From: Adrian Reber <adrian@lisas.de>
To: Christian Brauner <christian.brauner@ubuntu.com>
Cc: "Michael Kerrisk (man-pages)" <mtk.manpages@gmail.com>,
Dmitry Safonov <dima@arista.com>,
Linux Kernel <linux-kernel@vger.kernel.org>,
Dmitry Safonov <0x7f454c46@gmail.com>,
Andy Lutomirski <luto@kernel.org>, Arnd Bergmann <arnd@arndb.de>,
Cyrill Gorcunov <gorcunov@openvz.org>,
"Eric W. Biederman" <ebiederm@xmission.com>,
"H. Peter Anvin" <hpa@zytor.com>, Ingo Molnar <mingo@redhat.com>,
Jann Horn <jannh@google.com>, Jeff Dike <jdike@addtoit.com>,
Oleg Nesterov <oleg@redhat.com>,
Pavel Emelyanov <ovzxemul@gmail.com>,
Shuah Khan <shuah@kernel.org>,
Thomas Gleixner <tglx@linutronix.de>,
Vincenzo Frascino <vincenzo.frascino@arm.com>,
containers <containers@lists.linux-foundation.org>,
criu@openvz.org, Linux API <linux-api@vger.kernel.org>,
x86@kernel.org, Andrei Vagin <avagin@gmail.com>
Subject: Re: Time Namespaces: CLONE_NEWTIME and clone3()?
Date: Tue, 18 Feb 2020 18:11:26 +0100 [thread overview]
Message-ID: <20200218171126.GF2322403@lisas.de> (raw)

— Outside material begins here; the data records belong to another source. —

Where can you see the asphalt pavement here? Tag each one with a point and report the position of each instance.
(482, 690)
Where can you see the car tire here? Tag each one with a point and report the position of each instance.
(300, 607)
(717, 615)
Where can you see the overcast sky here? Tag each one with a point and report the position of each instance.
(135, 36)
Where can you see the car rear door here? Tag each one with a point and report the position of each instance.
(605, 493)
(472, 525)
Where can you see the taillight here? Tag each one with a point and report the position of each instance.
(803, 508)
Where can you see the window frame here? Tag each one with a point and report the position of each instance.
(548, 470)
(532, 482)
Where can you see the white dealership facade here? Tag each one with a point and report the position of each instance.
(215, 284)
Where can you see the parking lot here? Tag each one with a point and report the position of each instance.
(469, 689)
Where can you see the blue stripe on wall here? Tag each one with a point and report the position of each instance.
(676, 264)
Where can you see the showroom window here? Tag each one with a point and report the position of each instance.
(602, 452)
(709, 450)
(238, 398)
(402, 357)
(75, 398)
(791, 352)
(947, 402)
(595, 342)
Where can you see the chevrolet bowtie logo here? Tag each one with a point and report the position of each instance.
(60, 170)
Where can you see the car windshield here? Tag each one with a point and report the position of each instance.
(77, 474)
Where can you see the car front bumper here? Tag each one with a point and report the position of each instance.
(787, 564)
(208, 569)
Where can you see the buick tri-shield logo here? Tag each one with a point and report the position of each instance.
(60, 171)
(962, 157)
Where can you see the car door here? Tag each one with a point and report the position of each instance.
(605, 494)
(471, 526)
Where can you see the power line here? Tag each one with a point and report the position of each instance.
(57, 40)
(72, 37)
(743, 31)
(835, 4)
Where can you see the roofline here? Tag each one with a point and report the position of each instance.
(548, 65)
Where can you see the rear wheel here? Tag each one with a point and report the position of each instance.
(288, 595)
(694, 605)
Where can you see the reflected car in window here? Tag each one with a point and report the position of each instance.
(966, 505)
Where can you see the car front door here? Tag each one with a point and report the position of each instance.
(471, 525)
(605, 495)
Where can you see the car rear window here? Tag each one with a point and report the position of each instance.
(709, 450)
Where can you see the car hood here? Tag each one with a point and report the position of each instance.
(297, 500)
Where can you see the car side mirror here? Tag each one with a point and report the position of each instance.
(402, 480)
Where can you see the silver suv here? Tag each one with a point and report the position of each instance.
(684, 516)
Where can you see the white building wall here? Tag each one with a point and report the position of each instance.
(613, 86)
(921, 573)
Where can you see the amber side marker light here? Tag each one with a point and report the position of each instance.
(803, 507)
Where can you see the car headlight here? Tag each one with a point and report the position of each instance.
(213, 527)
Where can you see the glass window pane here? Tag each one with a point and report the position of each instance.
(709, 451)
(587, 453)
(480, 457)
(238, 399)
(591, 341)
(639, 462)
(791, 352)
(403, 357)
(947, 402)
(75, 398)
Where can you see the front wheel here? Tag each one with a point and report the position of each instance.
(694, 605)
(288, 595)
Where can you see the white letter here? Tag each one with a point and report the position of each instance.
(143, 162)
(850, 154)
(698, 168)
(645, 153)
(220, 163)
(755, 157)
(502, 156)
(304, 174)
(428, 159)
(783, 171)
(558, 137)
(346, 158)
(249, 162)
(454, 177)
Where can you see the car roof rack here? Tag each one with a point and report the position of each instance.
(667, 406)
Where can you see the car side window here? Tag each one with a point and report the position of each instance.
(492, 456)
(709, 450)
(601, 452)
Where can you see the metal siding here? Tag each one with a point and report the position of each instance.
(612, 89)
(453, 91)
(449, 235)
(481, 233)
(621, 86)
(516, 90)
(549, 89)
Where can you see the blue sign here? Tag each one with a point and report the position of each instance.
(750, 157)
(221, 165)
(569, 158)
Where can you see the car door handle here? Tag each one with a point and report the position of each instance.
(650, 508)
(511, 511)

In-Reply-To: <20200217230331.he6p5bs766zp6smx@wittgenstein>
On Tue, Feb 18, 2020 at 12:03:31AM +0100, Christian Brauner wrote:
> On Mon, Feb 17, 2020 at 10:47:53PM +0100, Michael Kerrisk (man-pages) wrote:
> > Hello Christian,
> >
> > On Mon, 17 Feb 2020 at 16:15, Christian Brauner
> > <christian.brauner@ubuntu.com> wrote:
> > >
> > > On Mon, Feb 17, 2020 at 03:20:55PM +0100, Michael Kerrisk wrote:
> > > > Hello Dmitry, Andrei,
> > > >
> > > > Is the CLONE_NEWTIME flag intended to be usable with clone3()? The
> > > > mail quoted below implies (in my reading) that this should be possible
> > > > once clone3() is available, which it is by now. (See also [1].)
> > > >
> > > > If the answer is yes, CLONE_NEWTIME should be usable with clone3(),
> > > > then I have a bug report and a question.
> > > >
> > > > I successfully used CLONE_NEWTIME with unshare(). But if I try to use
> > > > CLONE_NEWSIGNAL with clone3(), it errors out with EINVAL, because of
> > >
> > > s/CLONE_NEWSIGNAL/CLONE_NEWTIME/
> > >
> > > > the following check in clone3_args_valid():
> > > >
> > > > /*
> > > > * - make the CLONE_DETACHED bit reuseable for clone3
> > > > * - make the CSIGNAL bits reuseable for clone3
> > > > */
> > > > if (kargs->flags & (CLONE_DETACHED | CSIGNAL))
> > > > return false;
> > > >
> > > > The problem is that CLONE_NEWTIME matches one of the bits in the
> > > > CSIGNAL mask. If the intention is to allow CLONE_NEWTIME with
> > > > clone3(), then either the bit needs to be redefined, or the error
> > > > checking in clone3_args_valid() needs to be reworked.
> > >
> > > If this is intended to be useable with clone3() the check should be
> > > adapted to allow for CLONE_NEWTIME. (I asked about this a while ago I
> > > think.)
> > > But below rather sounds like it should simply be an unshare() flag. The
> > > code seems to set frozen_offsets to true right after copy_namespaces()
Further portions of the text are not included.